Artificial intelligence wars
One of the most interesting recent themes in tech is the step-change improvement in artificial intelligence. This week, the market started to pick winners and losers. Microsoft is investing and partnering with Open AI, to incorporate its technology into Bing and the broader ecosystem, which they presented earlier in the week. Not to be outdone, Google hosted an event to showcase its AI capabilities, where its AI chatbot, Bard, shared inaccurate information in a promotional video. These events cost Google more than $100bn in market value. The market has recently been generously awarding companies related to winners in the AI race, including C3ai, Baidu, and Nvidia. While AI is an exciting and important long-term development, it is too early to pick winners and losers. After several years of speculative bubbles in technology, it seems the market longs to rally around the latest hot trend. In reality, technology stocks remain in a downtrend, with continued risk to valuations given higher interest rates.

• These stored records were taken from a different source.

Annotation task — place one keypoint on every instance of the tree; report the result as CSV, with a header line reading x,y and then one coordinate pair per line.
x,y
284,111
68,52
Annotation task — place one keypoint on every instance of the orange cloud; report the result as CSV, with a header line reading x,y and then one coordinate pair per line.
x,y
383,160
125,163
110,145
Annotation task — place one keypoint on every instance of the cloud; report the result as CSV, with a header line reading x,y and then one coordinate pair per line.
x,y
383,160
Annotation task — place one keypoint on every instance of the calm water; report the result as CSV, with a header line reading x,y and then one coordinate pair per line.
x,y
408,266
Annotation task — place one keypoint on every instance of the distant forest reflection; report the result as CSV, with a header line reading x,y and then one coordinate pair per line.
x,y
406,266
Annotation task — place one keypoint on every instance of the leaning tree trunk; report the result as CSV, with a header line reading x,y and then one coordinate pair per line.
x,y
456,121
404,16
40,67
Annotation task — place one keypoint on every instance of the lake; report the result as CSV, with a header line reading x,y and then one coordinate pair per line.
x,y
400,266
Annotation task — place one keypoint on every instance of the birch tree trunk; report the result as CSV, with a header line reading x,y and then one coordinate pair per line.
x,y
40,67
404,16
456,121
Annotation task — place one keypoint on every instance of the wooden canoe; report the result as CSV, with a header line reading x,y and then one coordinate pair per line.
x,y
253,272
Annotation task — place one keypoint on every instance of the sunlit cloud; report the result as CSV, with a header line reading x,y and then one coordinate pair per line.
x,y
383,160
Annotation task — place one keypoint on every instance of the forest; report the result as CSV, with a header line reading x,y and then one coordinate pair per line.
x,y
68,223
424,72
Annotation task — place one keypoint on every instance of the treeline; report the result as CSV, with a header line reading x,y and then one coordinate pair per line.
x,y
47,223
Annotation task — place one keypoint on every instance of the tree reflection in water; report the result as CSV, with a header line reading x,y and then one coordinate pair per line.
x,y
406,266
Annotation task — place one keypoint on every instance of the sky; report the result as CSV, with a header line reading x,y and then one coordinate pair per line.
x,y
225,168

Russia fires back against sanctions
For the first time since the war in Ukraine began, Russia responded to sanctions by cutting oil production by 500,000 barrels per day beginning in March. While only 5% of Russia’s current production, this comes as the IEA expects global oil demand to surge to all-time highs, driven by China’s re-opening. Being the world’s 3rd largest oil producer, cutting production is one of the most effective ways for Russia to respond to Western sanctions. While a concern since sanctions were first announced, this is the first time Russia has actually acted, giving way to potentially higher oil prices. It is a powerful lever for them as the world continues to fight against inflation.
Interest rate volatility continues
After one of the worst years in a long time for fixed-income assets in 2022, interest rate volatility has persisted thus far in 2023. The yield on the 10-yr US treasury began the year close to 4%, declining to as low 3.3% before rebounding to 3.75% today. The 2-yr US treasury began the year at 4.4%, declining to 4.06% before rebounding to 4.48%. These are very large moves for bond markets. As we have written, bond markets have been at odds with the Federal Reserve, with markets pricing in lower interest rates by the end of this year, while the Fed keeps insisting on higher rates for longer. Given some of the positive economic data over the last week, bonds moved closer to embracing the Fed’s outlook, at least for now. As a reminder, the level of interest rates (which move inverse to the price of bonds) is the basis for borrowing costs across the economy, including interest rates on mortgages, car loans, and credit cards, in addition to corporate borrowing costs.